The trinomial $f(x)$ is such that $(f(x))^3-f(x)=0$ has three real roots. Find the y-coordinate of the vertex of $f(x)$.
Problem
Source: Albanian National Math Olympiad 2012
Tags: analytic geometry, algebra, polynomial, quadratics, algebra unsolved
01.04.2012 19:09
So then $(f(x)-1)(f(x)+1)f(x)=0$ has 3 roots. Because between $f(x)-1$, $f(x)+1$ and $f(x)$ there are an odd number of roots, either $f(x)-1$, $f(x)+1$ or $f(x)$ has a double root. It must be $f(x)$ though, because if it were $f(x)-1$ then either $f(x)+1$ and $f(x)$ each would have no roots or 2 roots, and similarly if it were $f(x)+1$. So $f(x)$ has a double root, so 0 is the $y$ coordinate of the vertex.
15.05.2012 19:33
The question is stated incorrectly: for the trinomial $f(x)=x^5+x+1$, $f(x)^3-f(x)=0$ has three real roots and two vertices in $x=-0.919\dots$ and $x=- 0.410\dots$! Moreover, for $f(x)=x^5+x+2$ there are three real roots and other two different vertices. Maybe with "trinomial" do you mean 'a third-degree polynomial' rather than 'a polynomial with three terms'?
15.05.2012 22:16
For many, a trinomial is just a second degree polynomial $ax^2 + bx + c$ (a quadratic trinomial); probably that was the intended meaning ...
15.05.2012 22:25
Thank you mavropnevma for the clarification.
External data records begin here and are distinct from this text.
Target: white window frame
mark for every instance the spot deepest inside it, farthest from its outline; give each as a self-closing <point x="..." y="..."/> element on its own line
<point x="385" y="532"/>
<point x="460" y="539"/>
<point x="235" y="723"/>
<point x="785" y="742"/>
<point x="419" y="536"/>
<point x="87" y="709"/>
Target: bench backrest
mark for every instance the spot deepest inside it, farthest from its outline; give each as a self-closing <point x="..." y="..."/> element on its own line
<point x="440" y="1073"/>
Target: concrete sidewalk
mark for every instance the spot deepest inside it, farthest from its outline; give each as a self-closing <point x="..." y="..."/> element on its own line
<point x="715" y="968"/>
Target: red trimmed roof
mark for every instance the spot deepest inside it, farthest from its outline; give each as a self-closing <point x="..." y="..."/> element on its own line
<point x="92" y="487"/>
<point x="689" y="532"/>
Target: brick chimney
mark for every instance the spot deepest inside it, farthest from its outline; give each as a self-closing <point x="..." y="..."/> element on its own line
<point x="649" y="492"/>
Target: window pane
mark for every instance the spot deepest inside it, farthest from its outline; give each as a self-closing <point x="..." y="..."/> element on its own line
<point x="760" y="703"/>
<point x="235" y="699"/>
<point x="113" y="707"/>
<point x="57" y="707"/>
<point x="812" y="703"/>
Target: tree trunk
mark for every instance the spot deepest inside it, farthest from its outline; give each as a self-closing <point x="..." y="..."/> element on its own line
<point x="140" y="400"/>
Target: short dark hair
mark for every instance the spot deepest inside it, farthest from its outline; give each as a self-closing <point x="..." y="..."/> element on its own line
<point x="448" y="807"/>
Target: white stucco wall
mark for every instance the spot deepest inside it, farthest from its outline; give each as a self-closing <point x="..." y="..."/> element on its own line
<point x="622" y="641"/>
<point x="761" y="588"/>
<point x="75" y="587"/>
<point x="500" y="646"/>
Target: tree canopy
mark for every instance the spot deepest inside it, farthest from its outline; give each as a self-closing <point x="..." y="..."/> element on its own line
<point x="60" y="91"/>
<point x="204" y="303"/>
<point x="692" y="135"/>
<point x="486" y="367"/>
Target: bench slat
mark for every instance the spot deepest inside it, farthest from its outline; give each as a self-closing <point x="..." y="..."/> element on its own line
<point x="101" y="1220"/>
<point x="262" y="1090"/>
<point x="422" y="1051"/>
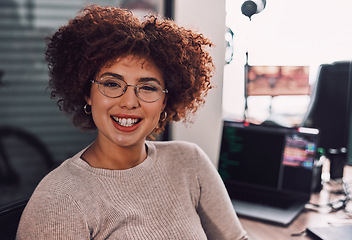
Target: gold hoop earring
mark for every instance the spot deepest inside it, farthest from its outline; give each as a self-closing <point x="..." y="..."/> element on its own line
<point x="87" y="109"/>
<point x="164" y="117"/>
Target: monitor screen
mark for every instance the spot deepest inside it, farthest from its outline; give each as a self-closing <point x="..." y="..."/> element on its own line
<point x="280" y="159"/>
<point x="277" y="80"/>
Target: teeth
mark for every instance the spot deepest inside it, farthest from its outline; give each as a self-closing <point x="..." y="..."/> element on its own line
<point x="125" y="122"/>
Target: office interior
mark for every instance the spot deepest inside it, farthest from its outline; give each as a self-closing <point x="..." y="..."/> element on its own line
<point x="284" y="33"/>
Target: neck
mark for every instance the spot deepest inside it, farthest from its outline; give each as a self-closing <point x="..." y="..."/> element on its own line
<point x="111" y="156"/>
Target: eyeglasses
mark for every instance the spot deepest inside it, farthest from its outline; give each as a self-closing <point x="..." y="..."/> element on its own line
<point x="112" y="87"/>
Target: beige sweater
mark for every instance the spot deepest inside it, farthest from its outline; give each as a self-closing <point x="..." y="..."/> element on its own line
<point x="176" y="193"/>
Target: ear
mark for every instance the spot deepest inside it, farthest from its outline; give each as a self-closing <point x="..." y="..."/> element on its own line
<point x="88" y="100"/>
<point x="164" y="104"/>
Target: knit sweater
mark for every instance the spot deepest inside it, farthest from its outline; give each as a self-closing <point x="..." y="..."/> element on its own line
<point x="175" y="193"/>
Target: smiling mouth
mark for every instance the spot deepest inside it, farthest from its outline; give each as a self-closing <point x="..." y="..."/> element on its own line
<point x="125" y="122"/>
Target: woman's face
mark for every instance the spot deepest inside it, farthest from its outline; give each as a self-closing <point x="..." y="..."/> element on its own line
<point x="126" y="120"/>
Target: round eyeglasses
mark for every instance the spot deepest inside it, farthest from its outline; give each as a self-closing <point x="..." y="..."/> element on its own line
<point x="112" y="87"/>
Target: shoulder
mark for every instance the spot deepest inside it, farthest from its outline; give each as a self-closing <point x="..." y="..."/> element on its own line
<point x="181" y="154"/>
<point x="178" y="149"/>
<point x="68" y="177"/>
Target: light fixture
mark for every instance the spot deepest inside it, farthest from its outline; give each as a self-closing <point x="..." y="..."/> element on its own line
<point x="251" y="7"/>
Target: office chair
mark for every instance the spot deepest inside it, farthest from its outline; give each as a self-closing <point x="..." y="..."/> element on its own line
<point x="329" y="111"/>
<point x="10" y="215"/>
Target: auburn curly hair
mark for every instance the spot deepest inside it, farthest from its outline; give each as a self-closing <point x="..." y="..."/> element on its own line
<point x="99" y="35"/>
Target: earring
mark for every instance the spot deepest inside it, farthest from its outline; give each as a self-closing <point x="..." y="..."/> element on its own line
<point x="164" y="117"/>
<point x="87" y="109"/>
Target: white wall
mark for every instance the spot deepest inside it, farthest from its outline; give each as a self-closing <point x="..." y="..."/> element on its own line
<point x="208" y="17"/>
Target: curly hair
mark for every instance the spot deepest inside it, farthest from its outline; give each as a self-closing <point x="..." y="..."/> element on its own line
<point x="99" y="35"/>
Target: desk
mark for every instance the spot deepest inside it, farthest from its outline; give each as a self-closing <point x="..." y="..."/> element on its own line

In this case, the equation becomes $f(x)(f(x)+1)(f(x)-1)=0$, and since it has an odd number of roots (three), at least one of the factors has an odd number of roots as well. If it was $f(x)+1$, then the other two would have two roots (for a positive leading coefficient) or none (if negative), and similarly for $f(x)-1$, so $f(x)$ must have a double zero and therefore a vertex with ordinate $0$.
23.04.2015 18:43
Hi Cassius, Can you please explain that part "then the other two would have two roots (for a positive leading coefficient) or none (if negative), and similarly for $f(x)-1$, so $f(x)$ must have a double zero and therefore a vertex with ordinate $0$." And also please tell if an equation has double zero, how it means that vertex with ordinate $0$? Please help me understanding these two points.
30.03.2017 13:08
Sorry to bring this up but can anyone answer the question sengupta asked pls ?
12.04.2017 18:08
$ (f(x))^3-f(x)=0=f(x)(f(x)+1)(f(x)-1)$. It follows that one of these factors must have 2 roots, while a second must have zero, and the third must have none. Since $-1<0<1$, it must be $f(x)$ that has the double root, hence the y vertex is zero.
28.01.2023 03:39
By the picture, we can deduce the y coordinate of the vertex of $f(x)$ is $0\,$.
Attachments:

25.08.2023 00:52
Nice one! If we factor, $f(x)\cdot(f(x)-1)(f(x)+1)=0$, since, this has $3$, roots. Now, one of these factors needs to have a double root. But this double root, must be $f(x)$, hence, $\boxed{0}$, is the $y$ coordinate.